= Rudolf Köpke =

German historian (1813-1870)

Rudolf Köpke (23 August 1813 – 10 June 1870) was a German historian born in Königsberg.

== Biography ==
From 1832 he studied theology in Berlin, where his interest changed to history under the influence of Leopold von Ranke (1795–1886). With Georg Waitz (1813–1886), Wilhelm von Giesebrecht (1814–1889) and Siegfried Hirsch (1816–1860), he was an early member of the so-called "Ranke school" of historians.

From 1838 to 1842, he taught classes at the Joachimsthal Gymnasium in Berlin and eventually became associated with the Monumenta Germaniae Historica. From 1850 to 1867, he taught history classes at the Kriegsakademie (War Academy of Berlin). He received the title of associate professor in 1856.

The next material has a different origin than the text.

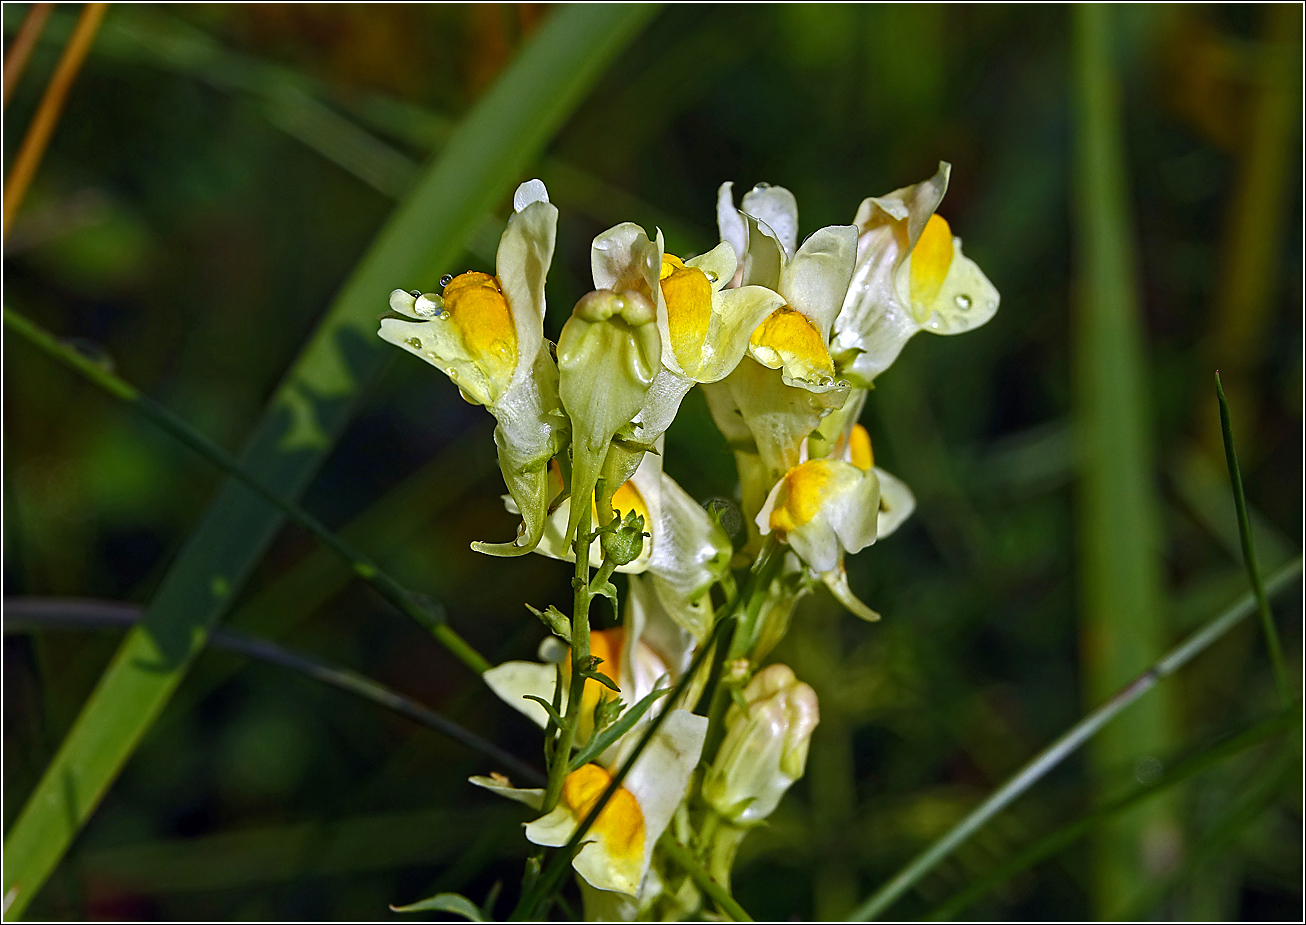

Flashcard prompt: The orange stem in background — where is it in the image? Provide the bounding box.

During the March Revolution of 1848, he was an advocate for German unity, publishing a series of articles calling for the end of German Kleinstaaterei.

== Literary works ==
Among Köpke's written works was a highly regarded two-volume biography of poet Ludwig Tieck (1773–1853), published in 1855 with the title of "Ludwig Tieck. Erinnerungen aus dem Leben des Dichters nach dessen mündlichen und schriftlichen Mittheilungen". Other noted works by Köpke include:
- Die Anfänge des Königtums bei den Goten (The beginnings of the kingdom during the Goths), (1859).
- Widukind von Korvei (Widukind of Corvey), (1867).
- Hrotsuit von Gandersheim (Hrotsvitha of Gandersheim, (1869).
- Die Gründung der Friedrich Wilhelms-Universität zu Berlin (The founding of Friedrich Wilhelm University in Berlin), (1860).
- Kaiser Otto der Große (Emperor Otto the Great); with Ernst Dümmler (1876).